Technology is a key driver for advances in particle physics, as with many other disciplines as well. In recognition of this importance, there is a conference series dedicated to this topic, Technology and Instrumentation in Particle Physics, TIPP, which started two years ago in Tsukuba, Japan. The second conference in this series is taking place at the moment in Chicago.

A slide from Marcel Demarteau's opening talk at TIPP11, illustrating a well-known example of quantum leaps in innovation.

A key theme of the conference is innovation and the development of new technologies as the enabler of discoveries. Very often, we go in small steps: Take a proven technology, something we’ve been working with for quite a while, and push the limits a bit further. But once in a while, you need something different: A radical solution, a big step forward that changes performance parameters by large amounts. We’ve seen such leaps in the past: A prominent example is the invention of the multi-wire proportional chamber by George Charpak in 1968, for which he was awarded the 1992 Nobel Price of Physics. That technology has enabled modern particle physics, by providing the possibility for good spatial resolution and high trigger rates. In many forms, this technology is still with us today in small and large experiments. George Charpak passed away late last year, and was remembered in a dedicated session here in Chicago.

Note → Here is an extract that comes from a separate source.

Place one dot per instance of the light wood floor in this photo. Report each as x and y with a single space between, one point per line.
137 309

Current transformative technologies often have something to do with semiconductors. Here, I just give two examples:
Tiny photon sensors on silicon basis which provide the possibility for single photon detection – This, together with the advances in electronics allows to increase the channel counts in modern calorimeters by a factor of thousand (I’ve written a lot about these things here…). 3D-technology for silicon detectors, which promises to deliver ultra-thin, fast detectors with low power consumption that even provide “intelligence” right on the detector by combining different semiconductor technologies for signal generation and processing in one piece of silicon. With these technologies, we see close collaboration with industry. The Silicon Photomultipliers originated from basic research, and now are the coming thing in many applications related to light detection, such as medical diagnostics. 3D Silicon technology is driven by the semiconductor industry to provide ever more powerful processors, and will very likely also transform the way we do tracking in our detectors.

Norman Graf from SLAC, quoting Daniel Burnham at TIPP11.

Pushing the limits of understanding in particle physics is not easy: As experiments, in particular at the energy frontier of particle physics, get more and more complex and more expensive, the time scales get longer. And funding is increasingly uncertain. In his talk about the SiD detector, one of the two detector concepts being developed for the International Linear Collider, Norman Graf nicely showed it in his final slide: We have to think big and make daring plans for the future, to go further in unravelling the secrets of our universe.